Mit "Quest" hat er aber wieder einen lupenreinen SF-Roman vorgelegt. Der Roman spielt in ferner Zukunft irgendwo im Universum. Das Sternenreich Gheera steht kurz vor dem Untergang. Die Verteidigungskräftedes können fast nichts gegen die technologisch übermächtigen Invasoren ausrichten, die aus einer anderen Galaxie stammen und vom sagenhaften "Sternenkaiser" befehligt werden.
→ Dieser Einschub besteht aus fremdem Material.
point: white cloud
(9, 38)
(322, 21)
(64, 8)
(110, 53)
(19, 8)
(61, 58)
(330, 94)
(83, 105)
Namensgeber für die Geschichte ist der Kriegsheld Eftalan Quest, der mit dem Fernerkundungs-raumschiff "Megatao" entgegen des erteilten Befehls nicht die Galaxis der invasoren erkundet sondern sich auf den Weg macht den sagenumwobenen "Planeten des Lebens" zu finden, auf dem alles Leben seinen Ursprung hatte und man, will man den Legenden glauben, Unsterblichkeit erlangen oder gar Gott treffen kann.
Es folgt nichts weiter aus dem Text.